Television is not merely a malady, though; in its finer moments, it is capable of a miraculous alchemy, whereby the fantasies and fears of Americans are transmuted into cultural gold. Equal parts dross and mother lode, television is too large, too ever-present, to be adequately judged or summarized as a whole. Such categorizing is lazy, and the heavy intellectual lifting of Siegel's essays is an explicit rebuke to the boob-tube-despising elites who regard television as trash culture.

Neither a TV disciple nor a reflexive TV basher at heart, Siegel is a judicious observer of television as a tributary flowing into the ocean of mass American culture.
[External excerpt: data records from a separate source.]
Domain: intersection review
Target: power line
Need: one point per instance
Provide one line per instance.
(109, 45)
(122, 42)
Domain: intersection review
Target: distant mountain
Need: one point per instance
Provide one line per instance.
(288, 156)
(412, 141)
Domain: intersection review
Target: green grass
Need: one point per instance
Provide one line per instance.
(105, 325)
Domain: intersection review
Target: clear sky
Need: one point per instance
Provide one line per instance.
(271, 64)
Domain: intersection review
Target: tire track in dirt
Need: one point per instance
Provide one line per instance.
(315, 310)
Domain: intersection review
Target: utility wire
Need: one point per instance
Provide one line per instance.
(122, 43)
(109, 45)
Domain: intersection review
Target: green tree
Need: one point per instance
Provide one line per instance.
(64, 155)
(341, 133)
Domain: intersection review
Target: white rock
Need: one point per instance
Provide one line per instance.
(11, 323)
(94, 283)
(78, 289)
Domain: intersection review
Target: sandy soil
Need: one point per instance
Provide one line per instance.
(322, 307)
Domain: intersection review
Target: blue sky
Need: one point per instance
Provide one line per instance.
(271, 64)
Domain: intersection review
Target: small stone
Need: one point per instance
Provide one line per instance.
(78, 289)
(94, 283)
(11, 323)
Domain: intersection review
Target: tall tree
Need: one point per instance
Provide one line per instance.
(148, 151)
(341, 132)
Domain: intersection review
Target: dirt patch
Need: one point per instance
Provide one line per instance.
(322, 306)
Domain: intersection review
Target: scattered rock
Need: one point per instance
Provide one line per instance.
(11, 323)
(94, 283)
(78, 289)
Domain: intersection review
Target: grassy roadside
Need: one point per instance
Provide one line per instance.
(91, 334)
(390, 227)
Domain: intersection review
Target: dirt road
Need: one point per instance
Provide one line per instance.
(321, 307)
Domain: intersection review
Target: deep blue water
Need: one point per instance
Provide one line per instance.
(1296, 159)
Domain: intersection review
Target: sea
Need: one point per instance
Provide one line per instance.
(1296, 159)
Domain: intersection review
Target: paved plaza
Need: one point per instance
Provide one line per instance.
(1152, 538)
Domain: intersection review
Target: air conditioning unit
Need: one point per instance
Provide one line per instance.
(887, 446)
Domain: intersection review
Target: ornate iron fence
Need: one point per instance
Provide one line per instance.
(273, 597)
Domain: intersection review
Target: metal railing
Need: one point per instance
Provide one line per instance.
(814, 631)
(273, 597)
More interested in what television has to say about American life than TV itself, "Not Remotely Controlled" bypasses many of the most acclaimed series of recent years; "The Sopranos," "The Wire," and "The Office" only make guest appearances in Siegel's essays.

Not one to obsess over details when a larger point waits in the distance, Siegel occasionally jumbles his facts. The author notes that "until the advent of television, there never was a mass medium for entertainment or information that had such intimacy," neglecting to acknowledge the impact of radio as a homebound form of media. In his discussion of the cinematic precursors of "Deadwood," he overlooks "McCabe and Mrs. Miller" and the 1970s revisionist Western genre, and in pontificating on the impossibility of a comic cop show appearing on the air, Siegel forgets the short-lived but esteemed early-1990s Fox series "Bakersfield, P.D."

His eyes firmly fixed on the end zone, Siegel occasionally drops catchable passes. But with so few receivers running routes, we should be thankful for his astute, authoritative essays, and for the sharp eye he casts on the box with which we spend so much of our days.

Saul Austerlitz is the author of "Money for Nothing: A History of the Music Video From the Beatles to the White Stripes."